Balatasar Rigo

Personal information
- Full name: Baltasar Rigo Cifré
- Date of birth: 26 June 1985 (age 40)
- Place of birth: Campos, Spain
- Height: 1.85 m (6 ft 1 in)
- Position: Centre-back

Team information
- Current team: Campos

Youth career
- Campos
- Mallorca

Senior career*
- Years: Team / Apps / (Gls)
- 2004–2006: Mallorca B / 5 / (0)
- 2006–2009: Huesca / 47 / (4)
- 2009–2010: Almería B / 24 / (2)
- 2010: Almería / 1 / (0)
- 2011: Huesca / 11 / (0)
- 2011–2012: Girona / 10 / (1)
- 2012: Numancia / 1 / (0)
- 2013–2014: Tenerife / 12 / (1)
- 2014–2015: Campos / 5 / (1)
- 2015: Guiljuelo / 7 / (0)
- 2015–2017: Llosetense / 45 / (5)
- 2017–: Campos / 103 / (8)

= Baltasar Rigo =

Spanish footballer

Baltasar Rigo Cifré (born 26 June 1985) is a Spanish footballer who plays as a central defender for Tercera Federación club CE Campos.

==Club career==
Rigo was born in Campos, Mallorca, Balearic Islands. A product of local RCD Mallorca's youth ranks, he made his senior debut in the 2004–05 season in the Segunda División B, being relegated. After a second year, he signed for SD Huesca in the same league, appearing in only two matches as the Aragonese club achieved a first-ever promotion to Segunda División in 2008 (22 minutes of action).

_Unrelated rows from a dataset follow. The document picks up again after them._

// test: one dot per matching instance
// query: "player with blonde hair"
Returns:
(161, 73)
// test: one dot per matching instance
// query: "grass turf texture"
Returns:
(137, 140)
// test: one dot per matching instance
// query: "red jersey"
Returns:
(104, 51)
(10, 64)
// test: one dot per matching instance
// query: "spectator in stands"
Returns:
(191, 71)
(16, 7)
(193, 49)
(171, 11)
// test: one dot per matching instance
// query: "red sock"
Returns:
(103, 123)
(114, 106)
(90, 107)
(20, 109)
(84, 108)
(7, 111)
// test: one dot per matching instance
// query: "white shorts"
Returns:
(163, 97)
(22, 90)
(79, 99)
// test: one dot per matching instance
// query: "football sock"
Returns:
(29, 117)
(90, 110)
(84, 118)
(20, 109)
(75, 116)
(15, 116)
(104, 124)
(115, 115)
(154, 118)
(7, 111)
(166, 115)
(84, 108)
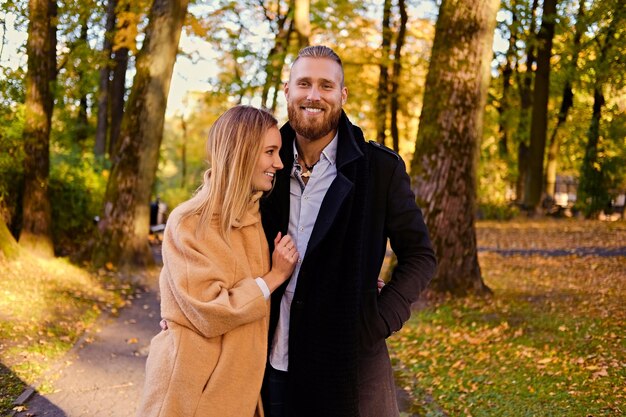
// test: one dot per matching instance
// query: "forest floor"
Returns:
(551, 341)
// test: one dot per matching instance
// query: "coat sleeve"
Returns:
(199, 290)
(409, 240)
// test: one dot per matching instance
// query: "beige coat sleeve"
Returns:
(202, 286)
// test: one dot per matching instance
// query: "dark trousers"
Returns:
(274, 392)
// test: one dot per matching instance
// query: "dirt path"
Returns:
(102, 375)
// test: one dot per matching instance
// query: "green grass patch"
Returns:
(551, 341)
(45, 306)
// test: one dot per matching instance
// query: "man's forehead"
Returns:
(306, 67)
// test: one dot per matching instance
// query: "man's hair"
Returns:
(233, 148)
(319, 51)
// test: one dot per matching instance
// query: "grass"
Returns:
(550, 342)
(45, 306)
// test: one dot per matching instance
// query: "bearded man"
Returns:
(341, 199)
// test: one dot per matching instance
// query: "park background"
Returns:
(510, 116)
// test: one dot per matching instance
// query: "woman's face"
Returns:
(269, 161)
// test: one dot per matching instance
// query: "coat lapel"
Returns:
(347, 152)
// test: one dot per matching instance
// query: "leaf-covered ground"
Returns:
(550, 342)
(45, 306)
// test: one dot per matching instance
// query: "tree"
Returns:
(9, 248)
(592, 192)
(395, 77)
(41, 50)
(539, 118)
(105, 75)
(567, 101)
(383, 79)
(302, 22)
(125, 219)
(445, 159)
(524, 83)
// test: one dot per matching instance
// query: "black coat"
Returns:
(338, 360)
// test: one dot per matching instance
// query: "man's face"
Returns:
(315, 95)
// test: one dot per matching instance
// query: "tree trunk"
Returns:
(117, 94)
(302, 22)
(276, 57)
(82, 122)
(504, 107)
(382, 99)
(592, 191)
(183, 153)
(395, 77)
(567, 102)
(539, 120)
(125, 221)
(41, 48)
(445, 159)
(525, 80)
(9, 249)
(103, 88)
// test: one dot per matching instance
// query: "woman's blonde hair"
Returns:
(233, 148)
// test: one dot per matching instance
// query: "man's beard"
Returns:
(313, 129)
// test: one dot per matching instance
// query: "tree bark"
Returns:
(102, 126)
(125, 220)
(183, 153)
(382, 100)
(276, 59)
(117, 86)
(82, 121)
(395, 77)
(9, 249)
(507, 72)
(41, 49)
(445, 160)
(302, 22)
(539, 119)
(524, 81)
(592, 192)
(117, 95)
(567, 101)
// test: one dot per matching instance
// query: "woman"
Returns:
(216, 279)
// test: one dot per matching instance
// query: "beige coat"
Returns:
(211, 360)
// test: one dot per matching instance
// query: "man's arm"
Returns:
(409, 240)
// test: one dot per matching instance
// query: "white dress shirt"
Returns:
(304, 205)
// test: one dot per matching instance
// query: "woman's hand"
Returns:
(284, 259)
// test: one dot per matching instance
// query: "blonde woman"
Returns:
(217, 279)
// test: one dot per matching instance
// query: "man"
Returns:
(340, 198)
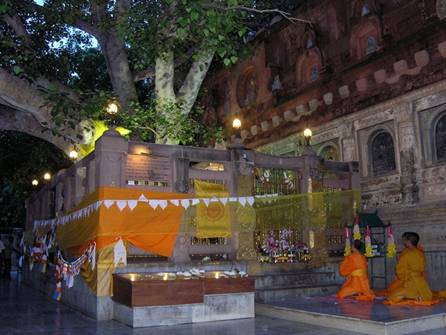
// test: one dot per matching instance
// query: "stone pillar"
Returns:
(243, 218)
(111, 159)
(180, 174)
(407, 155)
(180, 184)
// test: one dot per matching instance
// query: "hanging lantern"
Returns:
(348, 247)
(391, 246)
(368, 243)
(356, 231)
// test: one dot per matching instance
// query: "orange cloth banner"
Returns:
(153, 230)
(212, 220)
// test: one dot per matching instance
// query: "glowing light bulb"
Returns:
(73, 154)
(308, 133)
(112, 108)
(236, 123)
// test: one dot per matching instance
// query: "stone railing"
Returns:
(119, 162)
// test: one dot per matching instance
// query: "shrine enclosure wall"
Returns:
(368, 77)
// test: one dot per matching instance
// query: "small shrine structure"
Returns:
(301, 204)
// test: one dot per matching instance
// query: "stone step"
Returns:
(294, 279)
(275, 294)
(151, 267)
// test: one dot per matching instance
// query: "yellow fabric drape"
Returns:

In the summer of 2009, Rigo moved to Tercera División with UD Almería B on a free transfer, being an important defensive unit to help them promote to the third tier for the first time. Subsequently, he was promoted to the main squad by manager Juan Manuel Lillo, also signing a professional contract.

On 5 December 2010, Rigo made his debut for Almería's first team, starting – but also conceding a penalty and being booked – in a 1–1 home draw against Real Zaragoza for his only La Liga appearance. In the following transfer window, however, he left Andalusia and returned to Huesca.

Rigo joined fellow second-division Girona FC on 5 July 2011. He scored his only goal as a professional on 26 August, but in a 1–4 home loss to Elche CF.